For the next few days we will be sending out email and Facebook updates as usual, but starting on Saturday we will be using this new website exclusively for Amos updates, www.amosrossupdates.com. You can put your email address in the bar on the right and sign up to receive automatic updates whenever we post them. Sorry if you have already done so and are receiving doubles for a few days! Feel free to pass it along to others as well.
The rest of our day was filled with PT, a bath, stories, music, and lots of care for Amos. It is so nice to be out of PICU and into the more calm setting of oncology. His nurses are just as great as PICU (although there will forever be a special place in my heart for all the nurses who got us through those first three weeks!) – and my bed is much more comfy.
As we mentioned a few updates back, Amos is likely suffering from posterior fossa syndrome. To clarify, this is one of those mysteries of the brain that happens in children with brain surgery. Often they come out of surgery with this syndrome- resulting in any combination of severe lethargy, lost ability to speak, and general agitation, frustration, and confusion. One of the neurosurgeons said it’s kind of like the brain being stuck on overdrive. Amos can hear us and we think he’s understanding a lot of what is said to him and around him! He just can’t communicate, which is hard for all of us. However, the posterior fossa syndrome is extra mysterious in that it comes and goes in virtually every case. So anywhere between 3 weeks to a few months after surgery, it should disappear. We are thankful for this and asking the Lord for Amos to see the end of this syndrome very, very soon. It would be such a gift to hear his voice again and see him not have to struggle with this additional battle which must seem so huge and frightening to him.

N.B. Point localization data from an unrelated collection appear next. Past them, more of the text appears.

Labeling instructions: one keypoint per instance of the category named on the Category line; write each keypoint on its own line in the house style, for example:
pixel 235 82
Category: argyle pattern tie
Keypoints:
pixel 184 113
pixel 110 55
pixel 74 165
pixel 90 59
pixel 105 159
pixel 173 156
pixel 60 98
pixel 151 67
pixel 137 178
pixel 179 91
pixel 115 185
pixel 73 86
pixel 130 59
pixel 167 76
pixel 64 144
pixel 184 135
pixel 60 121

Speaking of gifts, I thought I would echo another thing that we said a few days back. Parents, there is nothing sweeter than remembering together the truths we’ve taught Amos about Jesus. We are painfully aware of the fragility of this life, but thankful for the sure and certain inheritance we have in the Lord. Amos’ catechism questions speak to the simple but profound truths of our great God and His incomprehensible love and care for our Amos and for us. So I’ll leave you with a few more that have encouraged me.
Q: How can you glorify God?
A: By loving him and doing what he commands.
Q: Why are you to glorify God?
A: Because he made me and takes care of me.